Regier proposed an alternative way to reach nontraditional students in an Oct. 2 session at the EDUCAUSE annual conference in Orlando, Fla. The current residential model of education is not scalable, so the answers lie in online education, he argued.
Arizona State University has been investing heavily in online education over the last five to six years and seen some success as a result. Universities need to tackle four foundational needs in order to make online education work: Great faculty training, condensed format classes, a tremendous student portal, and student coaching and advising.
Shorter classes of seven to eight weeks allow students to balance school with life and give them more opportunities to take classes. And coaching and advising at scale allows counselors to use different techniques than the ones they use in person.
Arizona State University is figuring out a way to make business processes and technology changes to better handle transfer students. In particular, students can now go to a public Web portal to ask how a particular course would transfer, and all the lower-division course decisions on these inquiries have been centralized.
At the lower-division level, freshmen can take adaptive math classes that allow them to go at their own pace and treat them differently than other students. This method resulted in withdrawal rates that dropped by 56 percent, and 45 percent of students finished early.
"There are not two students that are going through this course in the same way, and that's the power of personalization and adaptivity," Regier said.
Another way the university is trying to help students complete their studies is through a partnership announced in June with Starbucks. Any U.S. Starbucks employees who work at least 20 hours a week can take classes at ASU Online to finish the final two years of their degree program, and Starbucks reimburses them for tuition.

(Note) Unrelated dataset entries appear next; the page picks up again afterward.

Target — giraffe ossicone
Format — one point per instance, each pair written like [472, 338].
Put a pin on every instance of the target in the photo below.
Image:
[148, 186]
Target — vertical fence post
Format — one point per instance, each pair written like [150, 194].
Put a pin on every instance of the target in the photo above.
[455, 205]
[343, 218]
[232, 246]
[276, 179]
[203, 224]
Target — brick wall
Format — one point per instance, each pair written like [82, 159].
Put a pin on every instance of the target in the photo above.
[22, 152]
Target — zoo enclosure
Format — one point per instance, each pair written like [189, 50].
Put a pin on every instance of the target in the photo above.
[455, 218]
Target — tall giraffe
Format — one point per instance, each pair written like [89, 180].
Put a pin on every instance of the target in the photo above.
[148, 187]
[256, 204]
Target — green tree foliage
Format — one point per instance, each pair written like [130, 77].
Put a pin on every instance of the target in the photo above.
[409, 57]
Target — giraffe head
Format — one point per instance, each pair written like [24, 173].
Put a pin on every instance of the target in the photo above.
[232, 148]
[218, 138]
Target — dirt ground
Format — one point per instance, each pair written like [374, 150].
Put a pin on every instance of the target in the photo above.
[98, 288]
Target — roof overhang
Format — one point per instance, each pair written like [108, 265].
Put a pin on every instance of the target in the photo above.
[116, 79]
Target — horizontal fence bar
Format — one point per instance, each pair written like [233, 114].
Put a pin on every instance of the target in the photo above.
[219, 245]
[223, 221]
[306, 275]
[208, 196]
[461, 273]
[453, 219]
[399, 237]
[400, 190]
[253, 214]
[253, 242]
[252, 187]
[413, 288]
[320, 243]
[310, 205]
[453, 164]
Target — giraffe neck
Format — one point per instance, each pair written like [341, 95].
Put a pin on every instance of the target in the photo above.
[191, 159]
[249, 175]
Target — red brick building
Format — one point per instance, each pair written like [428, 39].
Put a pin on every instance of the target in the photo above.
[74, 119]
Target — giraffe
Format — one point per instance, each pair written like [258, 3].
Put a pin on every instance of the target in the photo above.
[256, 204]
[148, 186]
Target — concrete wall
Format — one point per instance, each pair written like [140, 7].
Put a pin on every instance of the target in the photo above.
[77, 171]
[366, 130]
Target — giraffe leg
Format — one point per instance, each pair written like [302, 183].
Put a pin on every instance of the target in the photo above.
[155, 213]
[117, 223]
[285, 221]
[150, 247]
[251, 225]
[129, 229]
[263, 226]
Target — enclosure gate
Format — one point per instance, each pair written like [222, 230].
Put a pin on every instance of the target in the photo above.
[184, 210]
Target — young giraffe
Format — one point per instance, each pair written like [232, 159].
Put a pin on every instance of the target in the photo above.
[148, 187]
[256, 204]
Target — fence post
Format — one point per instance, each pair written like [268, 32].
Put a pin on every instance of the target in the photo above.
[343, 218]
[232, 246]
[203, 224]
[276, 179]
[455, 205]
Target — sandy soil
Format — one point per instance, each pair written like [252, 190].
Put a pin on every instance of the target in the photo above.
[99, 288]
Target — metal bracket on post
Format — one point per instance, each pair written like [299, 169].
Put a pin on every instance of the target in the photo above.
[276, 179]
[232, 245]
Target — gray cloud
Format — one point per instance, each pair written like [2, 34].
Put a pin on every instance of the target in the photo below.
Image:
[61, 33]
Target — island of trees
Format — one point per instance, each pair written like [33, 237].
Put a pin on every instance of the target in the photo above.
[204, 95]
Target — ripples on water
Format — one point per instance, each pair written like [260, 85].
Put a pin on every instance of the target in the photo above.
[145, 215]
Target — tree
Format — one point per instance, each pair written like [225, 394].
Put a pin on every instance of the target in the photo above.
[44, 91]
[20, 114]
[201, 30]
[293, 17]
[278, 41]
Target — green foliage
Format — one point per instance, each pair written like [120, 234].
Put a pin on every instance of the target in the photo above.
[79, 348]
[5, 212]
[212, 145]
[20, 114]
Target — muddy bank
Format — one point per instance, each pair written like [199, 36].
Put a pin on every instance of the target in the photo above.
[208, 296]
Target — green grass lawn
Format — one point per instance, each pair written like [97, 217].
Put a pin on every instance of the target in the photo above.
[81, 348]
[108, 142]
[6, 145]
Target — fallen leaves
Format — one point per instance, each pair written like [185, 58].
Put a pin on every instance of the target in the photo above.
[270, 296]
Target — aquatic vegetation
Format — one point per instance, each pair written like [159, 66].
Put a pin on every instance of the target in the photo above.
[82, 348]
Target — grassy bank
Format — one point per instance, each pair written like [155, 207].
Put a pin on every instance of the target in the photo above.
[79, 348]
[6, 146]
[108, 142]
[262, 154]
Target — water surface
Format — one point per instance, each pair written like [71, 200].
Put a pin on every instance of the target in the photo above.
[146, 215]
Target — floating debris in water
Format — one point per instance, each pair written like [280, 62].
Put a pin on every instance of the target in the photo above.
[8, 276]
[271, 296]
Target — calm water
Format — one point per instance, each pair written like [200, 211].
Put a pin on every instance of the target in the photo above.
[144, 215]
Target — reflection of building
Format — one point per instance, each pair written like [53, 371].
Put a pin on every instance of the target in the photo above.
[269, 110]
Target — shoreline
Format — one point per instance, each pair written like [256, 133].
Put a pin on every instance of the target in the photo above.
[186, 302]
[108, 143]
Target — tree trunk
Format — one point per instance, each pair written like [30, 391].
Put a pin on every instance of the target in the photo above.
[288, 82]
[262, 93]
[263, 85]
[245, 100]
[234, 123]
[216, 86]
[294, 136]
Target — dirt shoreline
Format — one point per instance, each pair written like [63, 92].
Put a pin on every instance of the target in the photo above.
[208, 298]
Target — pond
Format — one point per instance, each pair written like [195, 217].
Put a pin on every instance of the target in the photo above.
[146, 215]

This year, more than 1,000 students have enrolled through the Starbucks College Achievement Plan, and the university expects that number to grow to 10,000 in the next 18 months. With this partnership, Starbucks is helping its employees get an education, ASU Online gets huge media attention to attract students in a competitive online market, and students get to finish their college education when they might not have been able to otherwise. Out of the company's 130,000 employees, about 70 percent of them don't have a degree.

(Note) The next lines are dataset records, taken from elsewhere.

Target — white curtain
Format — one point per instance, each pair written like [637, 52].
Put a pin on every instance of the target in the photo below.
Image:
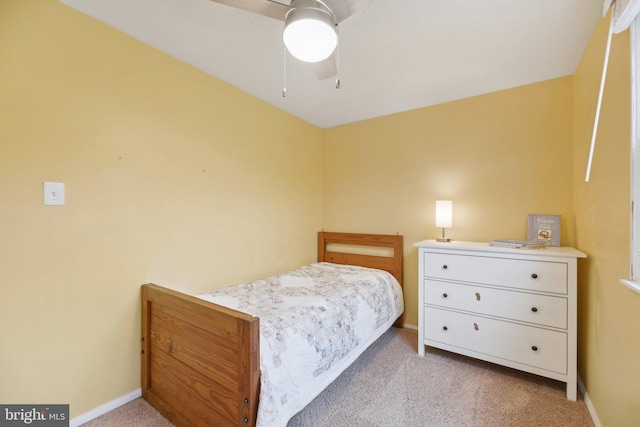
[624, 13]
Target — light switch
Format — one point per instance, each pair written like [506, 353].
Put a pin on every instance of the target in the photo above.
[54, 193]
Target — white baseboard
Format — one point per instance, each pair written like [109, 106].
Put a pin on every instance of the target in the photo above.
[103, 409]
[410, 326]
[587, 402]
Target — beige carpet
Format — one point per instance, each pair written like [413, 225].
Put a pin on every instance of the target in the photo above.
[390, 385]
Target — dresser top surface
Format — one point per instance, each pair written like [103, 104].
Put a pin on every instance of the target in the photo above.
[563, 251]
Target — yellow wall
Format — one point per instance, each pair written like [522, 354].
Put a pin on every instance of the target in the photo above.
[609, 313]
[171, 177]
[178, 178]
[499, 157]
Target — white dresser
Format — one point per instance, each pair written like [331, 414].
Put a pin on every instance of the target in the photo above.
[513, 307]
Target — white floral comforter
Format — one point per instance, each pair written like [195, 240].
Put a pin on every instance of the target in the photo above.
[314, 322]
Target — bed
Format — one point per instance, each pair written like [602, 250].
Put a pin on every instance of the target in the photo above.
[201, 361]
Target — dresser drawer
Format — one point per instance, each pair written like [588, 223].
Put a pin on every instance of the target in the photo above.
[514, 273]
[528, 345]
[516, 305]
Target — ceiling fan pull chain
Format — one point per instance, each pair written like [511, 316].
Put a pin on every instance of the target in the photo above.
[338, 59]
[284, 78]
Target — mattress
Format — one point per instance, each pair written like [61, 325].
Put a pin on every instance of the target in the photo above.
[314, 322]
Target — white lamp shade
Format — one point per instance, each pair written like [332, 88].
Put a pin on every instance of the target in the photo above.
[444, 213]
[310, 34]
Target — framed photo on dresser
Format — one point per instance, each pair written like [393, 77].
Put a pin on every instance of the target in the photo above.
[544, 228]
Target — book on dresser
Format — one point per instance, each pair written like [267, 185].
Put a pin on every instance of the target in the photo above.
[518, 244]
[500, 304]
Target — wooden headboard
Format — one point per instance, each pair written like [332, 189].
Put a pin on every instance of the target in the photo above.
[392, 264]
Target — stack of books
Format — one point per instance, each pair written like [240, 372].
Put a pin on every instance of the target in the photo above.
[518, 244]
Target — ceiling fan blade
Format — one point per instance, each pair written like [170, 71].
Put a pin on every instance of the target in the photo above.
[327, 68]
[272, 9]
[342, 9]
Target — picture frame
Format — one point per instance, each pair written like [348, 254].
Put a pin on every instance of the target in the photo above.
[544, 228]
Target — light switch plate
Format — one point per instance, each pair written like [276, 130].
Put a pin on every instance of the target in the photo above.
[54, 193]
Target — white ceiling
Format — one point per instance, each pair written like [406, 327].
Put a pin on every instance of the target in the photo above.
[395, 55]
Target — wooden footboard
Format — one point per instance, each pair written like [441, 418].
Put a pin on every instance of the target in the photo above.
[200, 361]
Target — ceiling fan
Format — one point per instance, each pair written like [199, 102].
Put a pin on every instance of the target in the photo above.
[322, 15]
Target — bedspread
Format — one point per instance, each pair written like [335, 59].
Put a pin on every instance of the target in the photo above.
[314, 322]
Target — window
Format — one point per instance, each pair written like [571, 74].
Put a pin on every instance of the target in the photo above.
[626, 14]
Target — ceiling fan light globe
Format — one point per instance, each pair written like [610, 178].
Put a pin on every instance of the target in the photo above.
[310, 35]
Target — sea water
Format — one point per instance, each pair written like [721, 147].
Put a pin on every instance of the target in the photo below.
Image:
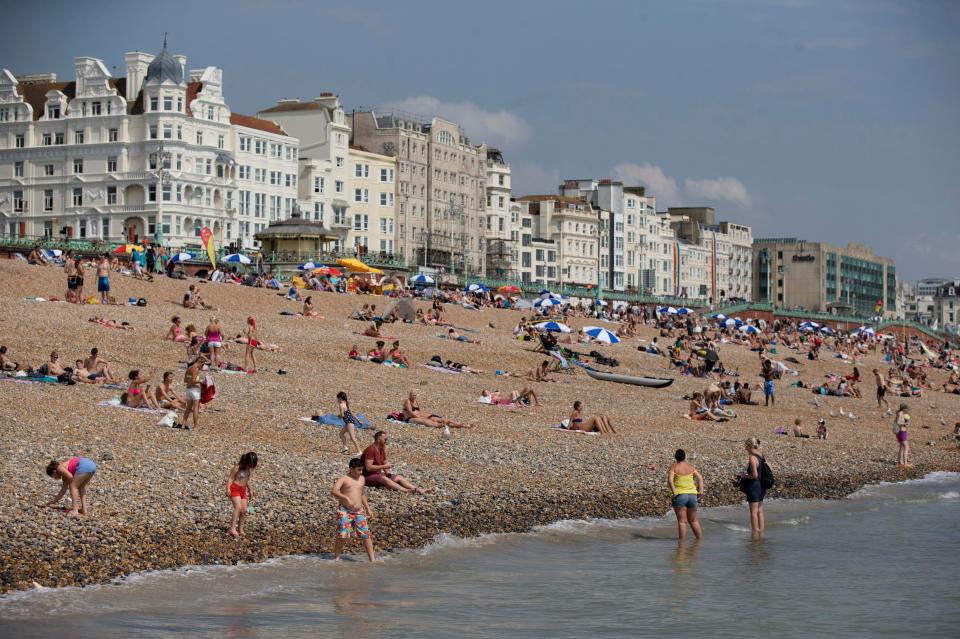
[883, 562]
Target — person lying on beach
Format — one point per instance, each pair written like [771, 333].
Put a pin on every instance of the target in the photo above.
[175, 334]
[111, 323]
[526, 396]
[138, 393]
[7, 364]
[308, 308]
[164, 394]
[598, 423]
[74, 475]
[413, 414]
[373, 330]
[377, 471]
[353, 509]
[394, 355]
[452, 333]
[698, 410]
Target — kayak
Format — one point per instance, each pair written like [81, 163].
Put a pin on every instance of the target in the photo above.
[650, 382]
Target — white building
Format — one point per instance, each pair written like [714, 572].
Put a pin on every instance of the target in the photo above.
[636, 242]
[502, 215]
[151, 155]
[325, 172]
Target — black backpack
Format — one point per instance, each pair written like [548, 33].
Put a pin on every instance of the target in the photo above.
[767, 479]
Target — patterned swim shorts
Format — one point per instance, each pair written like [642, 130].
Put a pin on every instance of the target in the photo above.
[348, 522]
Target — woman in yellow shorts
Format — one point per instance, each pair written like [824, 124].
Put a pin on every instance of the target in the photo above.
[686, 484]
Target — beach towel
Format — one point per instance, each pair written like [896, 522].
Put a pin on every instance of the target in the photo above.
[115, 403]
[332, 419]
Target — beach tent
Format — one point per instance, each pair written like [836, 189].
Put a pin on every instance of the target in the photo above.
[556, 327]
[602, 335]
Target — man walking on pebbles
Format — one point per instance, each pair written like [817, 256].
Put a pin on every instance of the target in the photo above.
[353, 510]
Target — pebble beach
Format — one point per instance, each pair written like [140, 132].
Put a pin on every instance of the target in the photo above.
[158, 495]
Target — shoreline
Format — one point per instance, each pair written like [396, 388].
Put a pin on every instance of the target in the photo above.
[463, 520]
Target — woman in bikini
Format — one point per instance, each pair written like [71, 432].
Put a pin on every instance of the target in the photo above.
[596, 424]
[414, 415]
[214, 341]
[165, 395]
[252, 344]
[348, 434]
[308, 308]
[175, 334]
[138, 392]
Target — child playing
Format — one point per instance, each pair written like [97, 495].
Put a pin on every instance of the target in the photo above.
[903, 438]
[240, 491]
[821, 429]
[349, 430]
[353, 510]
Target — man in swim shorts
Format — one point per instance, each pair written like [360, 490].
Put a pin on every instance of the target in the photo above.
[103, 278]
[352, 509]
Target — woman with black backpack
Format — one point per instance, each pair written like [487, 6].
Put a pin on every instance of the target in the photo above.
[754, 483]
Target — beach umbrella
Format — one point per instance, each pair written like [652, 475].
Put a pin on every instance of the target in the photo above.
[602, 335]
[546, 302]
[555, 327]
[125, 249]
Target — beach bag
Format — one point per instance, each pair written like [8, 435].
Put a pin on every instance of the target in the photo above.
[767, 479]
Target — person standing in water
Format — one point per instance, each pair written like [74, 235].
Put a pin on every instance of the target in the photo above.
[353, 510]
[686, 485]
[752, 485]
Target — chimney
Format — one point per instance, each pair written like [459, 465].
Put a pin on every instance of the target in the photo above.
[137, 64]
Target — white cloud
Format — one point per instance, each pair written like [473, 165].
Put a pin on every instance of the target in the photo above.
[721, 189]
[499, 128]
[662, 186]
[668, 191]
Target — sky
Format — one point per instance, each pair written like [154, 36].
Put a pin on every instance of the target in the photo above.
[829, 120]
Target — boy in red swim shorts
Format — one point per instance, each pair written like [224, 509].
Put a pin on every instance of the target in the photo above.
[353, 510]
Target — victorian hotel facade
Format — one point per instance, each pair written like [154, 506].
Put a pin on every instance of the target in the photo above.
[156, 155]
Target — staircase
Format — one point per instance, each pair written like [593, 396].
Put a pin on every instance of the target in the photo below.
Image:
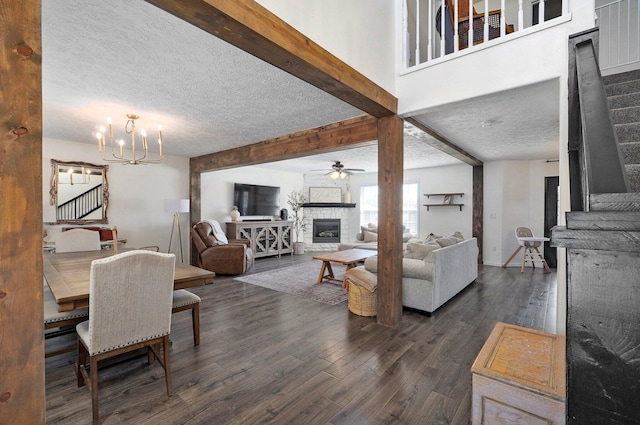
[623, 92]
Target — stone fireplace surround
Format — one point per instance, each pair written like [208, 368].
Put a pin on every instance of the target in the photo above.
[326, 230]
[311, 213]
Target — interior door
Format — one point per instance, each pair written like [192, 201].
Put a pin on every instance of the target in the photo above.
[551, 185]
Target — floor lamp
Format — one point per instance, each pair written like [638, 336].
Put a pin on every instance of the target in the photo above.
[176, 206]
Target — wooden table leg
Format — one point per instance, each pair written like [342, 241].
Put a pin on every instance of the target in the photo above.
[326, 267]
[512, 255]
[322, 268]
[344, 280]
[544, 262]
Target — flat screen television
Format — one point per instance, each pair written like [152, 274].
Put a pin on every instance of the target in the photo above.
[253, 199]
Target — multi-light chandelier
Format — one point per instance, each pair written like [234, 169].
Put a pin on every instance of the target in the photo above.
[85, 176]
[117, 147]
[338, 174]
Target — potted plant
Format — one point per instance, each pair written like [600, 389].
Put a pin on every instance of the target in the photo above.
[295, 200]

By looking at alternative ways to reach nontraditional students, ASU Online helped Jessica graduate in her late 30s. And this is an experiment that other colleges will be watching closely, said Ronald L. Larsen, dean and professor of the School of Information Sciences at the University of Pittsburgh.
"Clearly it appears to be an impressive partnership between Starbucks and ASU," Larsen said in an interview. "It's also kind of disappointing that these types of relationships need to be established given the falling public support for higher education."
Universities have been trying to figure out a way to make online education work, Larsen said. While online education has been reasonably successful in helping graduate students earn their degrees, it will be interesting to see whether ASU's efforts will scale to undergraduate students.